Sunrise host Sam Armytage, crowing moron Prue McSween, and Channel Seven itself, are collectively being sued in Federal Court for racial vilification, stemming from the morning show’s absurdly ill-conceived 2018 segment that effectively advocated for a new stolen generation.

Settlement negotiations in a previous Group Racial Discrimination Complaint that was filed with the Australian Human Rights Commission have reportedly collapsed, leading to the case being taken to Federal Court as of today. A group of Indigenous elders, award-winners, and young leaders is pushing the case forward, and have been at the forefront of the legal battle against Armytage, McSween, and Seven since September 2018.

A media release posted to social media a short time ago confirms that, owing to the breakdown in settlement negotiations, the Complainant Group has no alternative but to file suit in Federal Court on the grounds of racial vilification.

The segment, which was broadcast on March 13th 2018, featured Armytage, McSween, alongside radio host Ben Davis. During the widely-panned discussion, both Armytage and McSween aired broad false statements about Indigenous children, with Armytage at one point claiming that Indigenous children could not be adopted by white families.

Armytage asserted “Post-Stolen Generation, there’s been a huge move to leave Aboriginal children where they are, even if they’re being neglected in their own families.” McSween dug in further during the segment, stating “just like the first Stolen Generation where a lot of children were taken because it was for their well-being, we need to do it again.”

The segment attracted protest action outside the Sunrise studio in Martin Place, and was ultimately found to be in breach of the Commercial Television Industry Code of Practice. A September 2018 ruling from the Australia Communications and Media Authority asserted that the segment contained “strong negative generalisations about Indigenous people as a group.”

Following that, legal action was launched against Seven, Armytage, and McSween, lead by Aboriginal Elder Aunty Rhonda Dixon-Grovenor, and co-signed by a group of fellow Elders and young Indigenous leaders, including Lynda-June Coe and members of the Fighting in Solidarity Towards Treaties (FISTT) group who organised the initial protests outside Martin Place.

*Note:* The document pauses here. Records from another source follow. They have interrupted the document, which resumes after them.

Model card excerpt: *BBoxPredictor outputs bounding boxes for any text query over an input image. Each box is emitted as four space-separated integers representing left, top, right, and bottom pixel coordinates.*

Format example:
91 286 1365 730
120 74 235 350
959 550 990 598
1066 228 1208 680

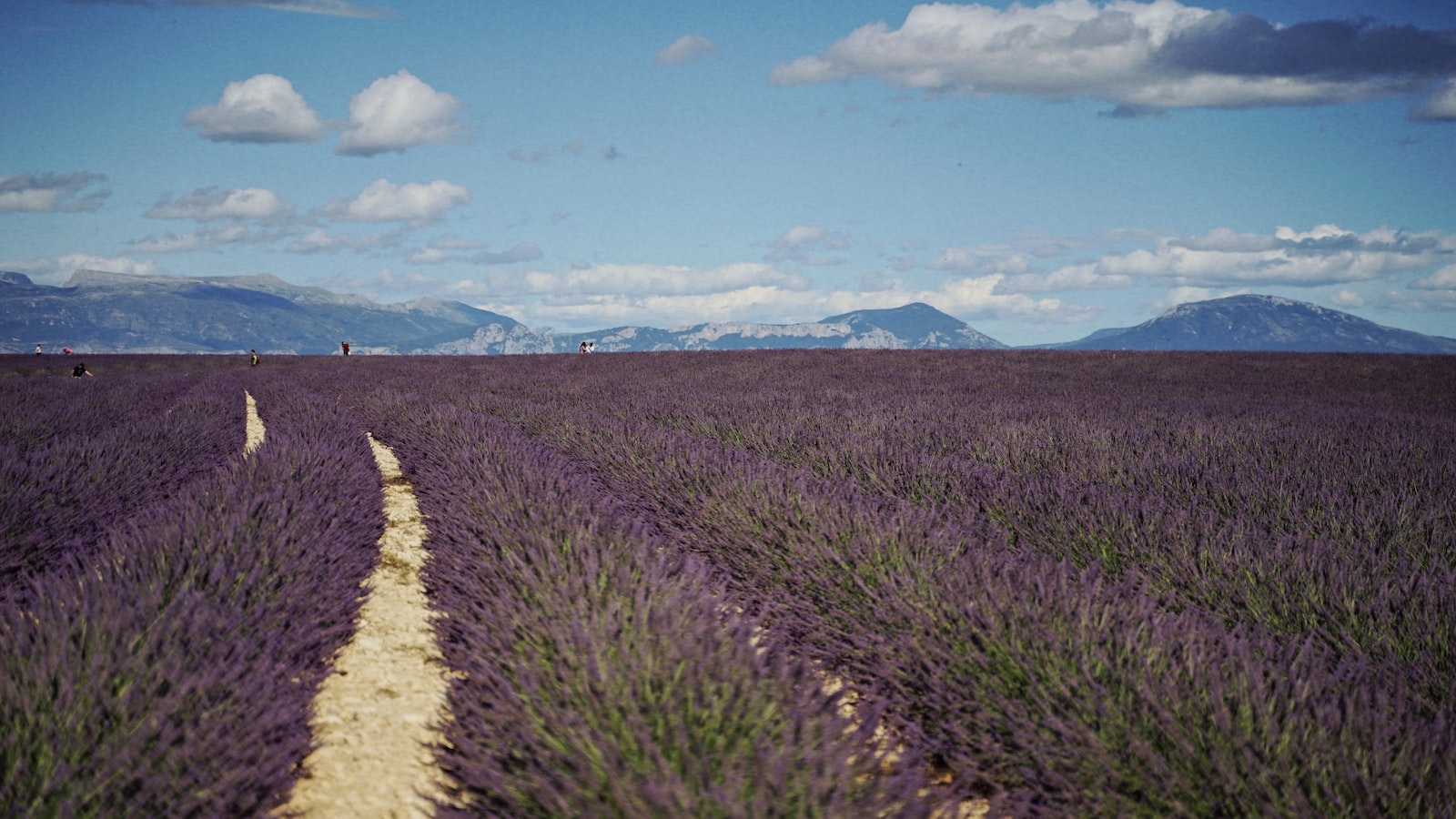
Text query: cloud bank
653 34 718 66
769 0 1456 116
182 75 328 143
335 68 468 156
0 170 111 213
318 179 470 225
146 187 293 221
71 0 395 19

The segment was previously the subject of a separate defamation case filed by members of the Yirrkala Aboriginal Community, who were featured in unrelated file footage during the segment. That case reached Federal Court-approved settlement in December 2019, with Channel Seven paying out undisclosed compensation to the group and agreeing to issue a public apology.

Of this new case, Aunty Rhonda stated “This is a very important time for our people, with tens of thousands of Australians standing up to call for recognition, justice and reconciliation. People are standing up around the world calling out system and entrenched racism and saying ‘Enough!’ We have been fighting for so long for justice and to end racism in Australia – we just want accountability and equality.”

Aunty Rhonda’s statement continued “This nation-wide broadcast by Channel Seven in March 2018 was another symbol of national shame and another appalling example of the deeply entrenched virus of racism that still plagues white platforms of privilege in this country.”

She stated that Sunrise had “platformed wealthy white women calling for a Stolen Generations 2.0 as a means of salvation for our young people. This shameful, profoundly hurtful and devastating display of racism was broadcast by a commercial television station into homes right across Australia.”

“Channel Seven’s subsequent disingenuous downcast eyes and ‘we’re so sorry’ murmurs, after we protested and their racism was called out, mean nothing to us when they refuse all reasonable requests for proper reparation of the pulverising hurt, humiliation and distress we feel every single day of our lives.”

Channel Seven has yet to issue a formal statement in response to today’s developments.